I closed the program down again, and reopened it. This time, selected the parent tab that allowed the child tab (the one whose event I'm concerned with) to become visible. I then selected a different tab in the parent control, meaning that the child control was no longer visible. When I opened the same file as before, it fired the event.
I'm tempted to implement a flag that confirms that the control has been repainted or whether the parent tab has been displayed. I may have to fire the event in code if the flag isn't set.

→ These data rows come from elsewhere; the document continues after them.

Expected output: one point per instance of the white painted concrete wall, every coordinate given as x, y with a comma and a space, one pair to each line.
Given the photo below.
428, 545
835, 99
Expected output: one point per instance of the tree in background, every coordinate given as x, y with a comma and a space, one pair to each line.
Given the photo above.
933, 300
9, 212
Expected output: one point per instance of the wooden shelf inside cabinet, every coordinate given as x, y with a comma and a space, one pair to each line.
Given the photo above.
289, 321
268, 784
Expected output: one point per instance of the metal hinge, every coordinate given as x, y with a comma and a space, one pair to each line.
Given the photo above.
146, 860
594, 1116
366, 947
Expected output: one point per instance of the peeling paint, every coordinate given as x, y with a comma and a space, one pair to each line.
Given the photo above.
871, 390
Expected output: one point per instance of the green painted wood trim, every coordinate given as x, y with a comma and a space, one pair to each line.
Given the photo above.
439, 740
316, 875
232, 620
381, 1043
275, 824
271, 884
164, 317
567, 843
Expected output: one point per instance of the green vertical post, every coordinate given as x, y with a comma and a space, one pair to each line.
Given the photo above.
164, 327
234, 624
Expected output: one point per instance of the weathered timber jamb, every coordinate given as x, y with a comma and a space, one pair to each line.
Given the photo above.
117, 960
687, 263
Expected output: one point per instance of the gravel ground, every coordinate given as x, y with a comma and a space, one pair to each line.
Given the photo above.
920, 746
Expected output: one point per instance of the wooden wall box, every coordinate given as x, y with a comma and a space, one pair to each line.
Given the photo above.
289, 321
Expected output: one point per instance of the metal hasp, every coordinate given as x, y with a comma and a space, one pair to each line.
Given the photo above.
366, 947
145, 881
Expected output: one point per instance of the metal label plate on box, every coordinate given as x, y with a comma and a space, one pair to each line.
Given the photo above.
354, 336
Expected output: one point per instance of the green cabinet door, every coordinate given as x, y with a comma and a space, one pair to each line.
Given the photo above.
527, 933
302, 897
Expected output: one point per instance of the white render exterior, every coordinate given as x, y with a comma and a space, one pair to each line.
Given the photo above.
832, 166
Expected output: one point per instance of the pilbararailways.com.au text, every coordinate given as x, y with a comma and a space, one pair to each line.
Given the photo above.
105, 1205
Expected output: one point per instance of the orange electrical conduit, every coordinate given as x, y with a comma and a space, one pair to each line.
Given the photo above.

I want to reiterate that everything worked when the program referred to the forms by their class names and much of the arrangement of controls on the forms was done in the load event. Now the program creates variables and the arrangement of the controls is done in the form's constructor. I'm sure this has something to do with the problem I'm having, but I can't understand how. Any wisdom to share?
MyForm.tbsForm.SelectedIndexChanged = ValueReadFromFile
doesn't make a lot of sense. Is tha trying to assign a handler to the SelectedIndexChanged event? or is ValueReadFromFile the name of the tab?
What you're saying is that you have two tab controls, say, A and B. Tab control B is contained within a tab of A, and unless A has the tab page selected that contains the tab control B, the SelectedIndexChanged event of B will not fire if you change its tab programatically?
In which different ways have you tried to select a tab within the child tab control, and when is this code being executed?